Perugia: stabilità, ma non abbastanza
La provincia di Perugia, con un reddito disponibile pro-capite di 22.204 euro nel 2023, si colloca al 38° posto nella classifica nazionale, mantenendo una posizione stabile rispetto al 2021. Il reddito complessivo delle famiglie perugine è passato da 12,66 miliardi di euro nel 2021 a 14,17 miliardi nel 2023, con un incremento dell’11,9%. Tuttavia, il reddito pro-capite resta inferiore rispetto a quello di molte province del Nord, come Milano (34.885 euro) e Bolzano (31.160 euro). Perugia non riesce a competere con le aree più dinamiche del Paese, dove il reddito cresce a ritmi più sostenuti e il potere d’acquisto delle famiglie è significativamente più alto.
Terni: una provincia in difficoltà
Terni, invece, si posiziona al 96° posto nella classifica nazionale, con un reddito pro-capite di 19.957 euro nel 2023, in calo rispetto al 2021. Il reddito complessivo delle famiglie ternane è passato da 3,95 miliardi di euro nel 2021 a 4,32 miliardi nel 2023, con un incremento del 9,3%, uno dei più bassi a livello nazionale. Questo dato riflette le difficoltà economiche della provincia, che fatica a tenere il passo con le altre aree del Paese. Terni, un tempo cuore industriale dell’Umbria, oggi si trova ad affrontare una realtà in cui la crescita economica è lenta e il reddito delle famiglie rimane tra i più bassi d’Italia.
Il confronto con il Nord: un divario che si allarga
L’Umbria, nonostante la crescita, resta indietro rispetto alle regioni del Nord, dove il reddito disponibile pro-capite è mediamente più alto. Ad esempio, in Lombardia il reddito pro-capite nel 2023 è di 27.243 euro, mentre in Veneto è di 24.103 euro. Anche nel confronto con alcune regioni del Mezzogiorno l’Umbria mostra una performance inferiore: in Sicilia, ad esempio, il reddito pro-capite è cresciuto del 12,5%, raggiungendo i 16.907 euro nel 2023. Questo significa che, mentre una parte del Mezzogiorno sta recuperando terreno, l’Umbria rischia di rimanere intrappolata in una situazione di stagnazione relativa.

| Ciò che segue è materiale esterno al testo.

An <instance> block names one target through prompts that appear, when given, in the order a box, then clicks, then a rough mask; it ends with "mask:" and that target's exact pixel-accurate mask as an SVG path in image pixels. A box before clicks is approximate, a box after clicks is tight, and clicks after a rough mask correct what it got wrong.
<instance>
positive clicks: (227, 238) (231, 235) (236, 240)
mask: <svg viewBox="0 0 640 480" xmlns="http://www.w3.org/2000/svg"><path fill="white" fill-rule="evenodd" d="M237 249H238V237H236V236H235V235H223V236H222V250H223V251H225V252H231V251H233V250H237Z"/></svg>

Il ruolo dei trasferimenti pubblici
Uno dei fattori che contribuiscono a ridurre il divario tra Nord e Sud è rappresentato dai trasferimenti pubblici, che nel Mezzogiorno incidono per il 40% sul reddito disponibile delle famiglie, rispetto al 35% della media nazionale. Tuttavia, in Umbria, l’impatto di questi trasferimenti è meno significativo, contribuendo a mantenere il reddito disponibile su livelli più bassi rispetto alle regioni settentrionali. Questo significa che, senza un intervento mirato, il divario tra Nord e Centro Italia è destinato ad aumentare ulteriormente.
Una sfida per il futuro
L’Umbria, nonostante una crescita del reddito disponibile in linea con la media nazionale, continua a scontare un ritardo rispetto alle regioni del Nord, con un divario che rimane significativo. Le province di Perugia e Terni, pur registrando miglioramenti, faticano a competere con le aree più dinamiche del Paese, come Milano e Bolzano. Secondo l’analisi del Centro Studi Guglielmo Tagliacarne e Unioncamere, per ridurre il gap sarà necessario puntare su politiche economiche che favoriscano la crescita del reddito da lavoro e migliorino la competitività del territorio. Senza un intervento deciso, l’Umbria rischia di rimanere indietro, mentre il Nord continua a correre più veloce.